The invention discloses a kind of linear electric motors RBF neural generalized inverse internal model control method, by being approached the permanent-magnetism linear motor Generalized Inverse System without mathematical models by RBF neural, and it is concatenated with permanent-magnetism linear motor system, thus realize linearisation and the decoupling of permanent-magnetism linear motor control system, the correction by internal model control of the pseudo-linear system after decoupling, makes the key performances such as permanent-magnetism linear motor control system control accuracy, dynamic response capability, robustness more superior.

Description

A kind of linear electric motors RBF neural generalized inverse internal model control method
Technical field
The present invention relates to a kind of linear electric motors RBF neural generalized inverse internal model control method, belong to Electric Drive technology Field.
Background technology
Electric energy can be converted into the mechanical energy of linear motion by linear electric motors, not only eliminates intermediate transmission mechanism, and And reducing system loss, it is high that permanent-magnet linear motor has power density, and therefore the features such as controllability is good pass at current electric power Move and servo-control system applied increasingly extensive.

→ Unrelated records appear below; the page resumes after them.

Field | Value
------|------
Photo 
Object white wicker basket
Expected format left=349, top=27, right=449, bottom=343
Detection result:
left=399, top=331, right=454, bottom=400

Permanent-magnetism linear motor there is also simultaneously and changes the features such as parameter sudden change, non-linear close coupling, this control with running status System processed has multiple-input and multiple-output and cannot obtain mathematical model accurately, and therefore Traditional control theory cannot meet the modern times The demand for control of high-performance linear motor.
Neural network generalized inverse system has taken into account the feature of the Linearized Decoupling of inverse system and neutral net to nonlinear system System approximation capability;The modeling error needs that the pseudo-linear system being made up of Neural Network Inverse System concatenation permanent-magnetism linear motor exists Introducing closed loop controller to eliminate, accessing of internal mode controller will ensure the realization by ensureing this performance;Therefore, neutral net Generalized inverse internal model control system controls have stronger adaptive ability and robustness to the system of non-linear close coupling.
Summary of the invention:
For features such as permanent-magnet linear motor poor anti jamming capability, the present invention provides a kind of linear electric motors RBF neural wide The inverse internal model control method of justice, can effectively disturbance cancelling signal and the uncertain environment impact on control system, raising permanent-magnet linear Motor dynamics responding ability and robustness.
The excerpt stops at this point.